Melih Aşık

Melih Aşık

m.asik@milliyet.com.tr

Tüm Yazıları
Haberin Devamı


Ankara Üniversitesi öğretim üyeleri Prof. Doğu Nebioğlu ve Prof. Serpil Nebioğlu’nun gönderdikleri mektup, YÖK’ü eleştirmekte zamanlama hatası yapan saf öğretim üyeleriyle ilgili... Okuyalım:
"Bizler de ilk kurulduğu günden beri, YÖK ve uygulamalarının yanlışlığını ve eksik yönlerini eleştiregeldik. Ancak bugün gelinen noktada yapılmak istenen, YÖK ve üniversitelerin daha demokratik, daha özerk ve daha çağdaş birer yapıya kavuşturulması yerine, bu ideal hedeflerin arkasına ustaca gizlenilerek, üniversiteleri tam anlamıyla AKP iktidarının kontrolüne almak ve daha sonra da kendilerine uygun kadrolaşma sağlayarak üniversiteleri "medreseleştirmekötir.
Üniversite sistemini irdelerken, özellikle de biz üniversite öğretim üyelerinin, özenle altını çizmesi gereken nokta şudur; YÖK ve mevcut üniversite düzeninin değişmesi ve gerçek anlamda çağdaş bir üniversite yapısının tesisi hepimizin özlemidir. Ancak bu özlemin gerçekleşmesi yolunda atılacak adımlar, şu sıra gündeme gelen ve arkasında karanlık ve farklı düşünceleri barındıran politik adımlarla asla bir araya gelmeyecek ve gelmesine de bizlerce izin verilmeyecektir."

Ruhunda gökkuşağı yoktur eğer gözlerinde yaş yoksa.

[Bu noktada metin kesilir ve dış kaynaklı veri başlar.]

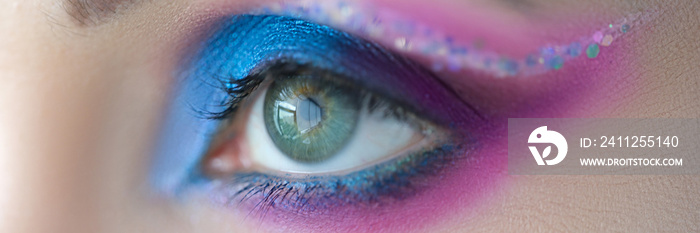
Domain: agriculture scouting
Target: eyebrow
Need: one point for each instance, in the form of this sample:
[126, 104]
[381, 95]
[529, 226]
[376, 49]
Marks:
[94, 12]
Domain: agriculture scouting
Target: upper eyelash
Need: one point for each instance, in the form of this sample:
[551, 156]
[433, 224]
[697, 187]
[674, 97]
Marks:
[445, 53]
[239, 89]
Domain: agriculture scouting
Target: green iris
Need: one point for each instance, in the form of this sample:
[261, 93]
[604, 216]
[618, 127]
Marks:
[310, 119]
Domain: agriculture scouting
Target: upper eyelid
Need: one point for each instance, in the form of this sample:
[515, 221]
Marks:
[245, 39]
[441, 51]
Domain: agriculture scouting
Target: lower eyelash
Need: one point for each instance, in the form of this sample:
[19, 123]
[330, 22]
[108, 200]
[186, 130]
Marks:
[390, 181]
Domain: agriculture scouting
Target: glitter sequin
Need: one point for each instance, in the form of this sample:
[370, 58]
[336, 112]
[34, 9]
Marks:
[592, 50]
[607, 40]
[408, 36]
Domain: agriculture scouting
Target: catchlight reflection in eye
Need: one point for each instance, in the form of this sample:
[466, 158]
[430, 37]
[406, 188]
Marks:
[311, 120]
[317, 123]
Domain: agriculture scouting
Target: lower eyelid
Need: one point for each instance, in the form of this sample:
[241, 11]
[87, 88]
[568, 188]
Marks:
[388, 182]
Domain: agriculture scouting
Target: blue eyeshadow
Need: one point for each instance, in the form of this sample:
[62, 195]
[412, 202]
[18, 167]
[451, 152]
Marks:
[244, 44]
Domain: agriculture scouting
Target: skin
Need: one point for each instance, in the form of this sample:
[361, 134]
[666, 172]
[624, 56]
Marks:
[81, 106]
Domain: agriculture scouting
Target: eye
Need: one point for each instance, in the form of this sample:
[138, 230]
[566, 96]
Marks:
[309, 120]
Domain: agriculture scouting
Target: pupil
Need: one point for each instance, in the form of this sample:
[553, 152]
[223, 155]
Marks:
[308, 114]
[310, 120]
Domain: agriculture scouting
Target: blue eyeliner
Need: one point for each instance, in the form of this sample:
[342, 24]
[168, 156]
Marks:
[245, 44]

Devlet Bakanı Kürşat Tüzmen‘in bir iki ay sonra yerinde yeller eseceğe benzeyen Irak yönetimiyle Bağdat’ta ticaret bağlantıları yapması komik ve yanlış görünebilir.
Ancak madalyonun diğer yüzü de var...
AKP Hükümeti ABD’yi kızdırma pahasına Bağdat’ta barışı konuşmuştur.
Barışı sonuna kadar zorlamak şu günlerin en acil görevidir. Çünkü patlayacak savaşın (daha doğru deyimiyle katliamın) neresinde yer alırsak alalım bölgeyi ve bizi geçen Körfez savaşından da büyük yıkımlar bekliyor. Barış tek umudumuz...

Geçen Irak savaşında 1 koyup 3 alacaktık.
Savaş bittiğinde payımıza "3 adet Picasso tablosu" düştü...
Sonradan onlar da sahte çıktı, tıpkı "1 koyup 3 alacağız" vaadi gibi...



Meclis Başkanlık Divanı üyeleriyle, üst düzey Meclis bürokratları ve parti grup başkan vekillerine Meclis bütçesinden her gün üçer gazete alındığını... Tatil günleri bu gazetelerin Meclis’in arabaları ve elemanları ile üyelerin evlerine taşındığını... Astarın yüzü geçtiğini... Meclis Başkan vekili Yılmaz Ateş’in konuyu Başkanlık Divanı’nda gündeme getirerek eleştirdiğini geçen gün aktarmıştık.
Dün haber aldık ki... Uygulamaya son verilmiş... Memnun olduk. Tasarruf yolunda herkes bir adım atarsa çok adım atılmış olur...

Hayat bu, ya tozu dumana katarsın, ya da tozu dumanı yutarsın.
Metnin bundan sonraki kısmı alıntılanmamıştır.